How to Compare 2 Hive Partitions?

Nixon Data How to Compare 2 Hive Partitions?

To compare two Hive partitions, you can use a similar approach as when comparing two Hive tables. Here are a few options:

  • Use the EXCEPT operator: You can use the EXCEPT operator to compare the rows in two partitions and return only the rows that are present in the first partition but not in the second. For example:

SELECT * FROM table1
WHERE partition_column = ‘partition1’
EXCEPT
SELECT * FROM table1
WHERE partition_column = ‘partition2’;

  • Use the MINUS operator: You can use the MINUS operator, which is equivalent to the EXCEPT operator, to compare the rows in two partitions and return only the rows that are present in the first partition but not in the second. For example:

SELECT * FROM table1
WHERE partition_column = ‘partition1’
MINUS
SELECT * FROM table1
WHERE partition_column = ‘partition2’;

  • Use the NOT IN operator: You can use the NOT IN operator to compare the rows in two partitions and return only the rows that are present in the first partition but not in the second.
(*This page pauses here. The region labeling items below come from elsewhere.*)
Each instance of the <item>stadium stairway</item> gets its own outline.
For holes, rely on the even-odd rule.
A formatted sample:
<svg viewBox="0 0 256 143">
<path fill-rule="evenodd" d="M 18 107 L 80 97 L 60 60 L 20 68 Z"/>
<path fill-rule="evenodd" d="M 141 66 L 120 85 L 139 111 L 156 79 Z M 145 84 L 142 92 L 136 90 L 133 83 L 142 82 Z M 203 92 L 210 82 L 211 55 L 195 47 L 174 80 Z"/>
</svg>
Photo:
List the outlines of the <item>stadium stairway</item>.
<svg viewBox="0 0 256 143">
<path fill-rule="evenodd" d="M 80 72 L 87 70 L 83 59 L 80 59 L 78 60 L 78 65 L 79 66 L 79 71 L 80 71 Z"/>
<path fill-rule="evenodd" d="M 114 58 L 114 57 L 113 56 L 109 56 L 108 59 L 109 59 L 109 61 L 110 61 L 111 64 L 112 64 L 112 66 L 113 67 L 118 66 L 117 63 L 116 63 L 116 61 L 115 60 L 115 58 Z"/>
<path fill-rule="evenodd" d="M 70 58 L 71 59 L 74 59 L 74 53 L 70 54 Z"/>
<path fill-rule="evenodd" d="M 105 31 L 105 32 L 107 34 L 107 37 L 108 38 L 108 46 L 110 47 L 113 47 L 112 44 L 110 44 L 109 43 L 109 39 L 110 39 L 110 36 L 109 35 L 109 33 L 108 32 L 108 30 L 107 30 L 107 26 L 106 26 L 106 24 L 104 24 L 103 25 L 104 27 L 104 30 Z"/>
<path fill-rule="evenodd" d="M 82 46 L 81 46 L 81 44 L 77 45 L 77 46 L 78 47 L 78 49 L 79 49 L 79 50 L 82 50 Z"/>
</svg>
For example:

SELECT * FROM table1
WHERE partition_column = ‘partition1’
AND column1 NOT IN (SELECT column1 FROM table1 WHERE partition_column = ‘partition2’);

  • Use the LEFT JOIN operator: You can use the LEFT JOIN operator to compare the rows in two partitions and return all the rows from the left partition (partition1), along with any matching rows from the right partition (partition2). If there is no match, the right side will be filled with NULL values. For example:

SELECT * FROM table1 partition1
LEFT JOIN table1 partition2
ON partition1.column1 = partition2.column1
AND partition1.partition_column = ‘partition1’
AND partition2.partition_column = ‘partition2’;

  • You can then use the WHERE clause to filter out the rows where the values are the same in both partitions. For example:

SELECT * FROM table1 partition1
LEFT JOIN table1 partition2
ON partition1.column1 = partition2.column1
AND partition1.partition_column = ‘partition1’
AND partition2.partition_column = ‘partition2’
WHERE partition1.column2 <> partition2.column2 OR partition2.column2 IS NULL;

This will return all the rows from partition1 that have different values in column2 compared to partition2, or where there is no matching row in partition2.